NEW ROCHELLE, NY -- For the fifth consecutive year, Iona College welcomed first-year students to campus for Iona in Mission: Go New Ro, part of the Iona in Mission service program. Iona in Mission offers short-term domestic and international service immersion experiences for students through the office of Mission and Ministry.
This year twenty-one incoming students, two returning student leaders, and three professional staff members from the offices of Mission and Ministry, Student Development, and Off-Campus Housing participated in the Go New Ro service and leadership experience.
The theme of Go New Ro is “GPS: Growth, Purpose, and Service.” Students learn about the two feet of social justice (direct service and advocacy) while becoming acclimated with their new city, New Rochelle, and Iona’s campus community.

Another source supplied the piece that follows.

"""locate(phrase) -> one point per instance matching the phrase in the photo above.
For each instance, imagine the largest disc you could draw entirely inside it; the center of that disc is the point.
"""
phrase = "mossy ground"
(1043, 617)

During Go New Ro 2014 students learned about hunger and homelessness in New Rochelle and Westchester, and partnered in service with two local food programs: Trinity St. Paul’s Brown Bag Lunch Program (New Rochelle) and Project Family Soup Kitchen (Mt. Vernon). Students also conducted a shoreline clean up of Huguenot and Beechmont Lakes in partnership with the New Rochelle Parks and Recreation Department. Finally, students learned about working with elder adults and visited aging Christian Brothers at St. Joseph’s Care Facility.
“An essential characteristic of the Edmund Rice story is the desire and ability to live in relationship with people made poor and marginalized,” said Stephen Hill, the Coordinator of Iona in Mission. “To begin this process, we engage our Go New Ro students in service projects within the local community to nudge them out of their comfort zones both physically and intellectually. Our hope is to help produce students who respond boldly to the world’s suffering and needs with presence and compassion, so that we all may liberated from exclusion and injustice. This is what Edmund Rice did in Ireland, what the Christian Brothers continue to do around the world, and what our students are called to do.”
Direct service, however, is just one piece of this program. Students also developed their leadership skills and discussed leadership styles with returning students leaders, Iona’s president, Dr. Joseph E. Nyre, and with City Councilman Jared Rice.
Reflection is an essential element of Go New Ro. Students were able to synthesize what they experienced at their service sites with what they learned about leadership and advocacy. The students were able to incorporate the strong mission and tradition of New Rochelle and Iona to better understand their role as citizens of a greater world.
At the conclusion of the two-day event students provided anonymous feedback about their experience: “I learned how devoted Iona is to helping others and making a change in the world.” “You can move the world one small step at a time. Each step shows you care and could influence others to care as well.”